We were within a kilometre of the camp only to find out that we’d been trekking too fast! The logistics team hadn’t arrived to light the fires. Luckily, Heikke – our Finnish guide (and Olivia’s snowmobile hero) – can just look at a fire to get it lit. He raced off ahead on his snowmobile and arrived approx. 5 mins ahead of us. By the time we walked in and unhooked our pulks there were two roaring fires. Awesome.
Night two was a little less overwhelming that the first night, but really only because we knew what to expect and were better prepared. After an exceptional chicken and chorizo stew with just enough chilli to pleasantly heat your body, it was another 10 mini trips to and from the tent to set up. Pull out roll mat and mattress and undo them. Back to the fire. Pull out sleeping bag. Back to the fire. Blow up mattress (actually, I had one of our obliging guides do this for me on the second night, but I stood next to him in the cold, so it counts). Back to the fire. And so it continued.
Our guides pulled out a little pub quiz, which was a respite from the cold and the dread of the tent, and I admirably helped my team to a few pretty good answers (one I would obviously get – Who is on the back of the new $10 note? And another a little surprising but thanks to my wonderful husbands’ sports obsession – In football, what does GLT stand for?) See the end of the post for the answers.

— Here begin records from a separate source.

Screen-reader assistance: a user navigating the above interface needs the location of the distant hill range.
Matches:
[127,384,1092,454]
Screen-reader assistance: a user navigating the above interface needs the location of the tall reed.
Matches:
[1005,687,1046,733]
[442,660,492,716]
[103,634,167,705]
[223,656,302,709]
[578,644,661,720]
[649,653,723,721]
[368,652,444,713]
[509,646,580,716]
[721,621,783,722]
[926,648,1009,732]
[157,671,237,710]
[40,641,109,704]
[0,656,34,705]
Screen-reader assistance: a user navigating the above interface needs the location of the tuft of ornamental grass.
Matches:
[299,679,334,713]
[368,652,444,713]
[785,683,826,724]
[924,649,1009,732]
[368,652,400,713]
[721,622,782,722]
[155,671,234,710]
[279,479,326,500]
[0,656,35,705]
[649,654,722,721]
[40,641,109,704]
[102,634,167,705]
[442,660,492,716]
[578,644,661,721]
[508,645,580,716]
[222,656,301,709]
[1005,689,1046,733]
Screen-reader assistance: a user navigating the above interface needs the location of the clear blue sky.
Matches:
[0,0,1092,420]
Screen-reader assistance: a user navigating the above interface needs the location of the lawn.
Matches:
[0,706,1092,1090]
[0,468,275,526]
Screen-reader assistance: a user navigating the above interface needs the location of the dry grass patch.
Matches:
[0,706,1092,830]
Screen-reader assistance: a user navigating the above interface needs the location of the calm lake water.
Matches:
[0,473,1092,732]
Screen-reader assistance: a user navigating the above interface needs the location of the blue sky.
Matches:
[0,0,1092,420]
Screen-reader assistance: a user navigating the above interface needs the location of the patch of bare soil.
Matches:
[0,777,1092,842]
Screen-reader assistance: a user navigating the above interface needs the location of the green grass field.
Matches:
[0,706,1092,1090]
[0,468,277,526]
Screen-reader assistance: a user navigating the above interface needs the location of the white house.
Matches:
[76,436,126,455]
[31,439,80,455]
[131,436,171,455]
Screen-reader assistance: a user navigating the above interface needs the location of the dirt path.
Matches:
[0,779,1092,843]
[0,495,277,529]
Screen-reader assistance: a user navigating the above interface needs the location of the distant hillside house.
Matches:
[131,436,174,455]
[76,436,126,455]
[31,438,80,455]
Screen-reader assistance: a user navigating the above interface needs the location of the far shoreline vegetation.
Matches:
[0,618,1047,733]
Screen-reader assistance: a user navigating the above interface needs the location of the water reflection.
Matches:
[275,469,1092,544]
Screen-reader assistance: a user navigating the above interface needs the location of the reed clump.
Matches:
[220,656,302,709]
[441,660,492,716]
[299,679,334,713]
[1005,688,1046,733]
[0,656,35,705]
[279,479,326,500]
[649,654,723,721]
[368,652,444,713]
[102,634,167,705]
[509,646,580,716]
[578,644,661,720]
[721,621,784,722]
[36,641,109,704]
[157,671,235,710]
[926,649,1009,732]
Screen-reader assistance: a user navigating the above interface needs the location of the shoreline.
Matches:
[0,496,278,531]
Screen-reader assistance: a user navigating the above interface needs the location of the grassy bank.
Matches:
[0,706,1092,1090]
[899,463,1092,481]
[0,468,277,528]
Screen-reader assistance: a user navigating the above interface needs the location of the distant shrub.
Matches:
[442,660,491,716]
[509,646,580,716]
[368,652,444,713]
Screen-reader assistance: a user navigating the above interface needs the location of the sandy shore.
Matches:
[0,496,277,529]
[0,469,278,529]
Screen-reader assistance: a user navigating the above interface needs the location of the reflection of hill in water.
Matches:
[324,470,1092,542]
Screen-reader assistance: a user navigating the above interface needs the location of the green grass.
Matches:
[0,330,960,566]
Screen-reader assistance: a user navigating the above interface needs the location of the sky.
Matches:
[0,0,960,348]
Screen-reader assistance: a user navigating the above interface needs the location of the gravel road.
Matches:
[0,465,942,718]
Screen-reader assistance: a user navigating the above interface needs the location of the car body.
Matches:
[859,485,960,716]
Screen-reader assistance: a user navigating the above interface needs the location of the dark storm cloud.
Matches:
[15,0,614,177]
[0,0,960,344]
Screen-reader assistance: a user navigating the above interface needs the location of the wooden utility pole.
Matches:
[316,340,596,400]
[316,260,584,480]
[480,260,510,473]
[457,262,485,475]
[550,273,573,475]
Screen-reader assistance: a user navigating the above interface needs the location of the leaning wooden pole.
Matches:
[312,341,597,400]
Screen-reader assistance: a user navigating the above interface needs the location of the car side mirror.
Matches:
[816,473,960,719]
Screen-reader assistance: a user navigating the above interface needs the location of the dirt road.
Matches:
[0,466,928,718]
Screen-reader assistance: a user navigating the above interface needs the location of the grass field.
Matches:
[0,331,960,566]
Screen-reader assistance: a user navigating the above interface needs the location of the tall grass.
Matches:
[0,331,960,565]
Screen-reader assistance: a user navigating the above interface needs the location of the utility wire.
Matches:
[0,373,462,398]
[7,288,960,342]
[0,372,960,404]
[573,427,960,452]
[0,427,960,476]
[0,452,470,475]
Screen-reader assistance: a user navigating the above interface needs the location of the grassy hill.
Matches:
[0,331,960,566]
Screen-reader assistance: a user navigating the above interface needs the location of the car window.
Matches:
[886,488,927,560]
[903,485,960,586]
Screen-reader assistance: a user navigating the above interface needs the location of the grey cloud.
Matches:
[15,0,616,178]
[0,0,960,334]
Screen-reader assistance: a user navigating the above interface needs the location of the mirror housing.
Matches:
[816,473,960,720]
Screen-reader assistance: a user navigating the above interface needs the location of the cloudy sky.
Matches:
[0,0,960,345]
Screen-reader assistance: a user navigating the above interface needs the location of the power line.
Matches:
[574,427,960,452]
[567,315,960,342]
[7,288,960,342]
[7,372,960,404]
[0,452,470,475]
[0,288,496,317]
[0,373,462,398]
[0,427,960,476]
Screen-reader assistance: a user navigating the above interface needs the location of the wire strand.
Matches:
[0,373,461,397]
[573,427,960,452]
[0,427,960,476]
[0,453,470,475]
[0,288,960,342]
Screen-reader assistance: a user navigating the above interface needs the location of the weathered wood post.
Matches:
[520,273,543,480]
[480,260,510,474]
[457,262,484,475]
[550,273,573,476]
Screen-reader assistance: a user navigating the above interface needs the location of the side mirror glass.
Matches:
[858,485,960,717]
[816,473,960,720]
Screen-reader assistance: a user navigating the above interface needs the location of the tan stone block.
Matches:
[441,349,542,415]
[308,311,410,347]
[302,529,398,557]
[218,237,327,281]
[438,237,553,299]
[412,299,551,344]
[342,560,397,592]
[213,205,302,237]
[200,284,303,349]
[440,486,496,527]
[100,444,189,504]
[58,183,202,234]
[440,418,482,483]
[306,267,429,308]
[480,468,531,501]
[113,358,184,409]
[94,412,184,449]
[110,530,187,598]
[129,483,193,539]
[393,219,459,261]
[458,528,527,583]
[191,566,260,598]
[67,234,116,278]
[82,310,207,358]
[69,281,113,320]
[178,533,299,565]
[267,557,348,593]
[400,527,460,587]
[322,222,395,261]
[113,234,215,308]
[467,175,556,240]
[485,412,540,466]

And then, I could delay now more, and it was time to attempt bed. Because I no longer had my favourite tent-buddy, I was sharing with Jack, whose wife had had to come off the trek with the cold also. I added an extra jacket to my outfit from the night before, and some handwarmers in my socks and tucked into other clothing, and I settled in. Surprisingly, sleep and warmth came easier than the night before. Still not comfortable, mind you, but easier. When I woke, Jack had already packed up his side of the tent and I learnt another lesson: get everything packed up around you while you’re still sitting warm in your sleeping bag. Don’t (as I had done the morning before) head straight for the fire in the morning and have to go back to a cold tent to pack up. It was still cold (there was a layer of iced condensation on the inside of the tent), but that just compelled you to move fast and pack quick.
Day 3 had begun – the final day. Not only was this just (just) a 15 km trek, but also we were trekking to the finish line. For some reason, we were trekking at an incredible pace on the last day. I’m not sure why. But we were going fast. Really fast. To be honest, a bit too fast for me, and I was struggling. Not struggling to walk it – I was always going to make the distance barring a significant injury. But the pace. Still, I’m a bit stubborn, so I just told myself I wasn’t going to fall too far back. This is where the willpower came it. It doesn’t work against hypothermia, it doesn’t work against injury, but when it comes to pace, I just decided to keep up. And I did (kind of). The main event of the last days’ trek will be revealed in the last post in this series (“why I took my clothes off in -24”)… so I’ll leave that to then. But the next most important event was coming up to the end of the trek. You have read about meeting Olivia on the track which was amazing. And I then walked among the group, but also on my own, across the final frozen lake. It was clear, still, and with sunshine creating that magical sparkle that I’ve described before.
I looked up to the end where the logistics team were waiting and saw the only thing I needed to motivate the final push to the end: a very pleasing pun.
And so I walked my last steps towards ‘The Finnish Line’. Classic.
Pub quiz answers: Jane Austen and Goal Line Technology.